- Coordinates: 41°23′30″N 85°49′32″W﻿ / ﻿41.39167°N 85.82556°W
- Country: United States
- State: Indiana
- County: Kosciusko

Government
- • Type: Indiana township

Area
- • Total: 36.47 sq mi (94.5 km^{2})
- • Land: 35.23 sq mi (91.2 km^{2})
- • Water: 1.24 sq mi (3.2 km^{2})
- Elevation: 843 ft (257 m)

Population (2020)
- • Total: 4,311
- • Density: 118.3/sq mi (45.7/km^{2})
- Time zone: UTC-5 (Eastern (EST))
- • Summer (DST): UTC-4 (EDT)
- FIPS code: 18-78488
- GNIS feature ID: 453947

= Van Buren Township, Kosciusko County, Indiana =

Van Buren Township is one of seventeen townships in Kosciusko County, Indiana. As of the 2020 census, its population was 4,311 (up from 4,168 at 2010) and it contained 1,946 housing units.
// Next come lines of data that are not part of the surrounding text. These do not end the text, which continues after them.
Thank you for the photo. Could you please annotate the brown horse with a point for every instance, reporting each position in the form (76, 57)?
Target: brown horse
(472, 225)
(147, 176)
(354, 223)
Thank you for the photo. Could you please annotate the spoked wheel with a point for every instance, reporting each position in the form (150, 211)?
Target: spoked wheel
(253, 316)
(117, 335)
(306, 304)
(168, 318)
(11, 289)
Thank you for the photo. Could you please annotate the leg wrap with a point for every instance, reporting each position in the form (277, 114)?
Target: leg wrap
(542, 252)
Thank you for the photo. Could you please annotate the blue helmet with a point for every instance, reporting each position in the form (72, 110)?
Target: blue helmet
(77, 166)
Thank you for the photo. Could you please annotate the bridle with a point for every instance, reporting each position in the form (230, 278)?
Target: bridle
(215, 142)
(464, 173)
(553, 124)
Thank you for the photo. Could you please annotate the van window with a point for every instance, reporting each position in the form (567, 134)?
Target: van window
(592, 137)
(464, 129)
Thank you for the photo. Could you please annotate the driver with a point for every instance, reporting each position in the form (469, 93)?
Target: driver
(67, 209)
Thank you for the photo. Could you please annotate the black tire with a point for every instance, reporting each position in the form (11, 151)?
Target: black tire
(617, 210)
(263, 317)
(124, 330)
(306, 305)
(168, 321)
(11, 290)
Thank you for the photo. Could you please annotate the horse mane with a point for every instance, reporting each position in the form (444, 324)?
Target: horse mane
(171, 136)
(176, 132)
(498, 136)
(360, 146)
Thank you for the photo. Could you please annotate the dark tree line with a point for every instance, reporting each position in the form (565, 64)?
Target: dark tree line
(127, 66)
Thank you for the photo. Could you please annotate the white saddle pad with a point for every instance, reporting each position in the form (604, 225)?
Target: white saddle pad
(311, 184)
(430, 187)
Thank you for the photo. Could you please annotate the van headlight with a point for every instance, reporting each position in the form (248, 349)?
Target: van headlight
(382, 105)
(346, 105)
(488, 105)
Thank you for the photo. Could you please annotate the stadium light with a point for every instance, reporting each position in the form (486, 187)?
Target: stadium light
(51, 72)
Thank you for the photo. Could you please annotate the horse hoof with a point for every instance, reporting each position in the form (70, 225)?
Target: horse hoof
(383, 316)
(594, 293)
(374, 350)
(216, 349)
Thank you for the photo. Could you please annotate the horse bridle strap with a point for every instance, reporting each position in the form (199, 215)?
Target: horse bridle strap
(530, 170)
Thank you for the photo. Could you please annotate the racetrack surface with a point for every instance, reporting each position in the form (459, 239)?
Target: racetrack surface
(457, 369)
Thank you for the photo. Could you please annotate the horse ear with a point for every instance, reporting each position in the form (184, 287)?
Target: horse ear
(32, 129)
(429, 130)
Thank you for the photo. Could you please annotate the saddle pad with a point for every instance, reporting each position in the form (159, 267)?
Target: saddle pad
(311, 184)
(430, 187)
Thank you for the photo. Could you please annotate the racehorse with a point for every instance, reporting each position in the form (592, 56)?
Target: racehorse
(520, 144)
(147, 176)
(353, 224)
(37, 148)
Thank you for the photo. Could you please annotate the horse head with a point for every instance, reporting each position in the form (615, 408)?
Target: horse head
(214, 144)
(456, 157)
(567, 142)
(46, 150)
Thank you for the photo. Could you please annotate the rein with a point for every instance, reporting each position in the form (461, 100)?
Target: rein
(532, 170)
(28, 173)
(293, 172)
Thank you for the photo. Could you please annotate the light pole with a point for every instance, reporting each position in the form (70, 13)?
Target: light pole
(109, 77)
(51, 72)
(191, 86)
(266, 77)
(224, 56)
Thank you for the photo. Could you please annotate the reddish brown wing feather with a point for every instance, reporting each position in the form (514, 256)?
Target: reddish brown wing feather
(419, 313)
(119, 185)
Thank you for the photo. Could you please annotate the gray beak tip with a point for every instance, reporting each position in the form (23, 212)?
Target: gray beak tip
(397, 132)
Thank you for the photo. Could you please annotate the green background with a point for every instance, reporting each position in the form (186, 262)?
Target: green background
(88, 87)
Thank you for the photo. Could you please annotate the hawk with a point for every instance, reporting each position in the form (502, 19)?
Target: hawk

Van Buren Township was organized in 1836.

Historical population
| Census | Pop. | Note | %± |
| 1920 | 1,719 |  | — |
| 1930 | 1,701 |  | −1.0% |
| 1940 | 1,765 |  | 3.8% |
| 1950 | 1,863 |  | 5.6% |
| 1960 | 2,341 |  | 25.7% |
| 1970 | 2,665 |  | 13.8% |
| 1980 | 3,118 |  | 17.0% |
| 1990 | 3,660 |  | 17.4% |
| 2000 | 4,013 |  | 9.6% |
| 2010 | 4,168 |  | 3.9% |
| 2020 | 4,311 |  | 3.4% |
US Census:

==Geography==
According to the 2010 census, the township has a total area of 36.47 sqmi, of which 35.23 sqmi (or 96.60%) is land and 1.24 sqmi (or 3.40%) is water.

===Cities and towns===
- Milford

===Unincorporated towns===
- DeFries Landing at
(This list is based on USGS data and may include former settlements.)

==Education==
Van Buren Township residents may obtain a free library card from the Milford Public Library.